Invisible and Unmediated Meta-Interfaces: Simulation and Implementation of the Physical World

Estefanía Tocado

 As Leo Manovich affirms, the permanent extendibility of the computer metamedium has generated a software epistemology and a computerized society (337).  In a society where everyone owns a smart phone, a laptop, or a tablet, the use of these gadgets is fully integrated into our everyday life, any time and anywhere.  Therefore, as Janet Murray states, participation in digital media increasingly means social participation (56).  That can be clearly seen in the development of social spaces such as Facebook as well as other spaces such as digital newspapers or shopping online.  The need to have a digital artifact that grants us access to that virtual world is also letting us interactively participate in our society.  It seems to me that one of the reasons why Apple products have been so widely popular, besides their great marketing campaign and polished design, is because they enable the interface and the manipulation to appear as being very intuitive, unmediated, invisible, and transparent.  Janet Murray affirms that the computer is a participatory medium where the users expect to manipulate digital artifacts and make things happen in response to their actions (55).   

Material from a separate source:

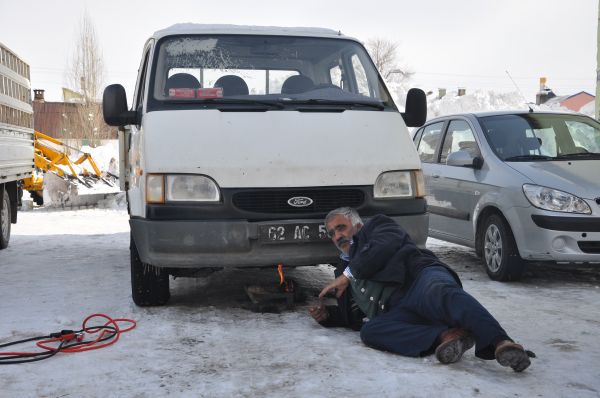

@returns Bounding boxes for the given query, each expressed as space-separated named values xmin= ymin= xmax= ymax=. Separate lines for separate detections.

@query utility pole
xmin=595 ymin=0 xmax=600 ymax=120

What makes Apple products so attractive is that this apparent conceptual inertia is achieved through the properties of the media software, their interface, the very tools that make it possible for the user to access, navigate, create, and modify media documents (Manovich 335).  This accessibility and impression of being a transparent medium is based on the fact that the computer metamedium contains two different types of media:  simulations of previous physical media extended with new properties (iBook) or new computational media (3D).  Apple laptops as well as iPads and iPhones rely very much on simulating previous culturally integrated systems, such as a book or a calendar for example, and implementing them with additional media-specific software that allows the user to perform more actions in the virtual medium than he would be able to do in the “real world.”  Another interesting feature is that the user could be able to share data externally from his calendar with other gadgets through the iCloud or internally with other programs.  Murray affirms that computational artifacts do not exist as fixed entities but as changing and altered sets of bits governed by conditional rules (53).  These sets of rules perform numerous combinatorial processes but the user, most of the times, continues having the feeling that the medium has disappeared.  Therefore, as Bolter and Grusin point out, computer designers search to provide a virtual experience that is “interfaceless” where no recognizable tools appear so the user moves in the virtual space naturally as he would do in the physical world (23).  I would suggest that Apple has taken this approach to its highest degree moving away from engineering and function driven interface to a natural and logically deducted connection between the human being and the digital artifact generating the illusion of immediacy and transparency.

 Works Cited

Bolter Jay David and Richard Grusin. Remediation: Understanding Media. Cambridge,

MA: The MIT Press, 2000.

Manovich, Leo. Software Takes Command. New York: Bloomsbury, 2013.

Murray, Janet. Inventing the Medium: Principles of Interaction Design as a Cultural Practice. Cambridge, MA: MIT Press, 2012.